Never before our economy has produced such an enormous amount of data. An increasing number of companies want to exploit this digital resource: in order to analyze their markets, for example, or to make their customer service or factories more efficient. In the field of Business intelligence (BI), a lot has happened in recent years. Modern BI tools such as Tableau, Power BI or Sisense are capable of combining and evaluating data of different types from different sources, including artificial intelligence (AI). This has great advantages:
- Boosting knowledge: Production data, delivery processes, customer preferences and purchasing behavior – along the entire value chain, a massive amount of data is being accumulated. Companies can utilize this information, for example, to reduce their electricity consumption or to make more attractive offers. But often this isn’t done consistently. BI tools make it possible to tap and link internal and external data sources in a comparatively simple way. For example, a manufacturer can include weather data into an analysis in order to optimize energy consumption.
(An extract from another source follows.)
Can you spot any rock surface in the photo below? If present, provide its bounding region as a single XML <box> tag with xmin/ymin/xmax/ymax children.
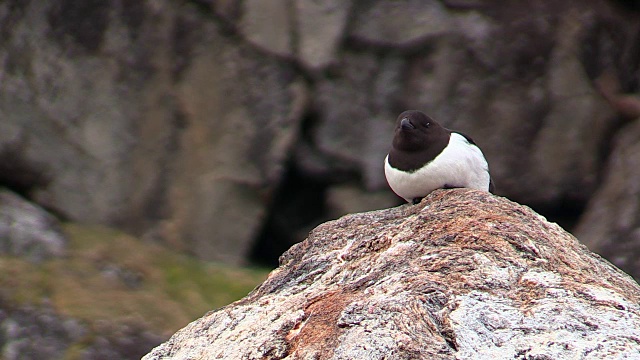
<box><xmin>0</xmin><ymin>188</ymin><xmax>67</xmax><ymax>262</ymax></box>
<box><xmin>0</xmin><ymin>0</ymin><xmax>640</xmax><ymax>263</ymax></box>
<box><xmin>144</xmin><ymin>189</ymin><xmax>640</xmax><ymax>360</ymax></box>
- Fast overview: Let's assume department A uses PowerPoint for internal reports, department B uses Excel and department C Word tables. On quarterly basis, everything has to be merged, which is rather tedious and time-consuming. BI tools put an end to this patchwork process and replace it with standardized reporting. Management can access relevant key figures in the form of dashboards. The tools even offer real-time analyses.
- Uncomplicated use: Once a BI solution has been set up, any and all authorized persons in the company can use it to create analyses on their own, without extensive training (self-service reporting).
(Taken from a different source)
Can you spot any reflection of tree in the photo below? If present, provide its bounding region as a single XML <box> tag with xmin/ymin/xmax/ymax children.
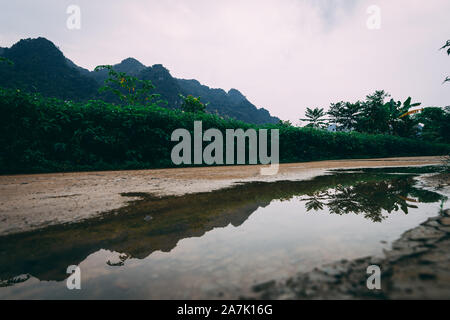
<box><xmin>305</xmin><ymin>177</ymin><xmax>443</xmax><ymax>222</ymax></box>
- Minimizing errors: The BI tools usually import data directly from the primary sources, which minimizes duplication errors. Optionally, AI ca be used to identify and correct input errors, such as misspellings.
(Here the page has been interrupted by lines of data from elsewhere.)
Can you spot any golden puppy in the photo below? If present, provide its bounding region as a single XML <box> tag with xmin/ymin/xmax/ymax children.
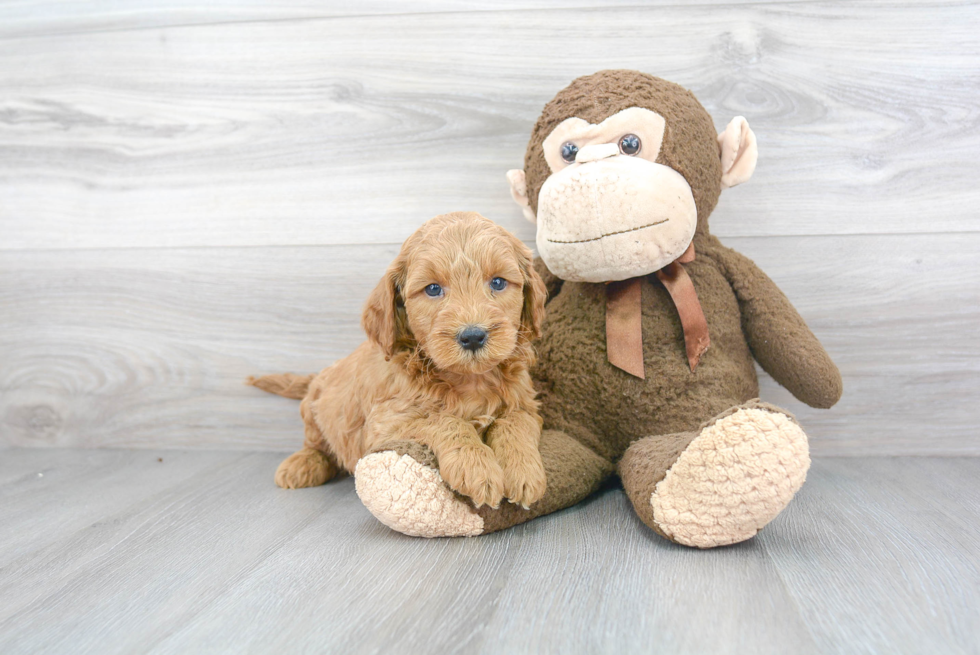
<box><xmin>253</xmin><ymin>212</ymin><xmax>546</xmax><ymax>507</ymax></box>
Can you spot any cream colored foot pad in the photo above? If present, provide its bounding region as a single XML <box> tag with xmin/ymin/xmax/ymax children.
<box><xmin>650</xmin><ymin>409</ymin><xmax>810</xmax><ymax>548</ymax></box>
<box><xmin>354</xmin><ymin>451</ymin><xmax>483</xmax><ymax>537</ymax></box>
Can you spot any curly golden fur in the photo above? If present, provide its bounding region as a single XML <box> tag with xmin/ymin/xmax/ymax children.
<box><xmin>272</xmin><ymin>212</ymin><xmax>546</xmax><ymax>507</ymax></box>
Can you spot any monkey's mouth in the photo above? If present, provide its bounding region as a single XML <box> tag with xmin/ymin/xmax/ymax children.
<box><xmin>548</xmin><ymin>218</ymin><xmax>670</xmax><ymax>243</ymax></box>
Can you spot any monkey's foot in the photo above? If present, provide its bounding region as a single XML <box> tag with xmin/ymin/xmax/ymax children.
<box><xmin>619</xmin><ymin>400</ymin><xmax>810</xmax><ymax>548</ymax></box>
<box><xmin>354</xmin><ymin>442</ymin><xmax>483</xmax><ymax>537</ymax></box>
<box><xmin>650</xmin><ymin>407</ymin><xmax>810</xmax><ymax>548</ymax></box>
- Greater efficiency: Preparing data manually produces a high workload, reducing time for actual analyses. Standardized, largely automated BI reports can free up capacity, for example in IT: Instead of supporting the business departments, developing elaborate action plans, IT specialists can turn their attention to more productive tasks.
Four success factors
To deliver the desired results right from the start, the following aspects are decisive from our experience:
Convince leaders: Probably not all managers will be enthusiastic about making changes to their reporting. The IT project will consume resources and employees will have to be trained. You should therefore define the added value very carefully, ideally per department. One of these benefits, for example, is the option to view current reports whenever it suits you – e.g. while traveling or between meetings with customers.
Involve stakeholders: The job of top management is to define the reporting objectives. In the next step, the project team and the reporting departments have to determine which key figures are best suited and which data can be included. Without this alignment, the specifics of different areas may not be reflected in the analysis. Here’s a negative example: Department X only reports projects in the unspecific category "other", as other categories do not fit their activities. Another reason for close alignment: Automated BI systems also allow much more detailed analyses that can be programmed individually for different departments.
Agile implementation: Together with key users, the project identifies data sources that can be quickly integrated and visualized. An important goal is a "wow-effect", which will make users in pilot areas enthusiastic for the tool. Step by step, the project team increases the analytical complexity; test users from different areas provide feedback at short intervals. This way you ensure that development is heading in the right direction and that the tool will be quickly available.
Thorough training: BI software manufacturers usually offer standard training only. Such lessons are usually not sufficient as they do not reflect specific user needs: How are terms within the tool defined? What data is being used? Ideally, the training is organized by specialists from the project team who will also provide user support after the go-live.